We have here a lovely 19-year-old Bulgarian guitarist’s debut disc, in a fine program with minimal duplication and excellent, warm hi-res multichannel sonics. (I suggest you anti-SACD proponents compare the stereo CD layer of this disc with the hi-res surround SACD if you persist that the latter is not necessary in reproducing a simple solo instrument.) One of the themes of the program is that aside from Domenico Scarlatti, all these composers were skilled guitarists themselves, and the feeling is that a composer writes differently if he has a virtuoso’s command of the guitar.
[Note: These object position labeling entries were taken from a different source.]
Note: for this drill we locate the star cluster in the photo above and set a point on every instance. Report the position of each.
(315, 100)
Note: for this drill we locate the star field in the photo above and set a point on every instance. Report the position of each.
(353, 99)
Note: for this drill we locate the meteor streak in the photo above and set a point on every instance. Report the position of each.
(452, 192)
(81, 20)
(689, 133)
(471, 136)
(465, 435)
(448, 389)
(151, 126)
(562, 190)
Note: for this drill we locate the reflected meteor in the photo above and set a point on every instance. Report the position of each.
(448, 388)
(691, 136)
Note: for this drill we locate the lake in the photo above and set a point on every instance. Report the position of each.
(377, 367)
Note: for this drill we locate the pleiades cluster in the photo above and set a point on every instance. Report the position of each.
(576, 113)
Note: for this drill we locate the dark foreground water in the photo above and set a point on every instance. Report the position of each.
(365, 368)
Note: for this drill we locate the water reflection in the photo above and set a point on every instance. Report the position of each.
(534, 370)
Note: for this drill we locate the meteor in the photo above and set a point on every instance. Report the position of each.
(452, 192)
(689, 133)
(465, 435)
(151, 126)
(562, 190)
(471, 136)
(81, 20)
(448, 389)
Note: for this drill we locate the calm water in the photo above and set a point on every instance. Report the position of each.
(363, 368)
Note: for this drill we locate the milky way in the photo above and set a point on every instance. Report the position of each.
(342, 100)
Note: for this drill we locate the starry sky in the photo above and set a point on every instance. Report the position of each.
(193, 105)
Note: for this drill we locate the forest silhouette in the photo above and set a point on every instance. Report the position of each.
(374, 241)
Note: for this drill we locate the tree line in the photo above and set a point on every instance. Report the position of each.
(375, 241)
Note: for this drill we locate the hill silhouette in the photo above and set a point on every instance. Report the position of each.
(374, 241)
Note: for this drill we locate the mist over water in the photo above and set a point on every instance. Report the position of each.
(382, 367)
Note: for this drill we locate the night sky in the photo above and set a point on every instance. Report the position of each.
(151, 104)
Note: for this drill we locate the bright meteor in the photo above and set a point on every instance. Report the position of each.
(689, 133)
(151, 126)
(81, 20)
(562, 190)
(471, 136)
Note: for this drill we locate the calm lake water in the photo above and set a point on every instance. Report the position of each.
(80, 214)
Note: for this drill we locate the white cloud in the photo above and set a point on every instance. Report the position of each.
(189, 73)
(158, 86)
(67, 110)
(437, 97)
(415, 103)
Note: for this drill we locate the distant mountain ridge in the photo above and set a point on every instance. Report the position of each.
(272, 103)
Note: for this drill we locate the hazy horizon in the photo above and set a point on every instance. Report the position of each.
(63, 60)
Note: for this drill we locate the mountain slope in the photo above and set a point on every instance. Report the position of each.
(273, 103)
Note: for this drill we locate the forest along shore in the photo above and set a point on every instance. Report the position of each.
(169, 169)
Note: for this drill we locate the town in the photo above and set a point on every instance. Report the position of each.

Brouwer is the current leading Cuban guitarist/composer/conductor.  His three-movement Sonata is from 1990 and modern but not experimental in its style, as were some of his earlier works. I especially liked its second movement, titled Sarabanda de Scriabin, which has a dreamy, mystical quality. Scarlatti is known for the clever imitation of Spanish guitar figurations in some of his 555-odd harpsichord sonatas, and Kaltcheva has chosen three here which – due to her placement of the fast ones first and last and a slow one in the center – take on the satisfying structure of a three-movement guitar sonata.

While Paganini never departed from public performance on his beloved violin, he was also a virtuoso guitarist and wrote many works for the instrument. His Grosse Sonate fur Gitarre allein is also in three movements and technically most challenging. Its closing Andantino variato movement features a series of variations which pull out all the stops guitar-wise, including tremolo passages, octave runs, and a break-neck tempo.  The closing Sonatine is from a living French composer whose skill as a great improvisor is exhibited in this three-movement work.  Many different musical elements have influenced Dyens’ approach, with the middle section Largo even having some jazzy influences.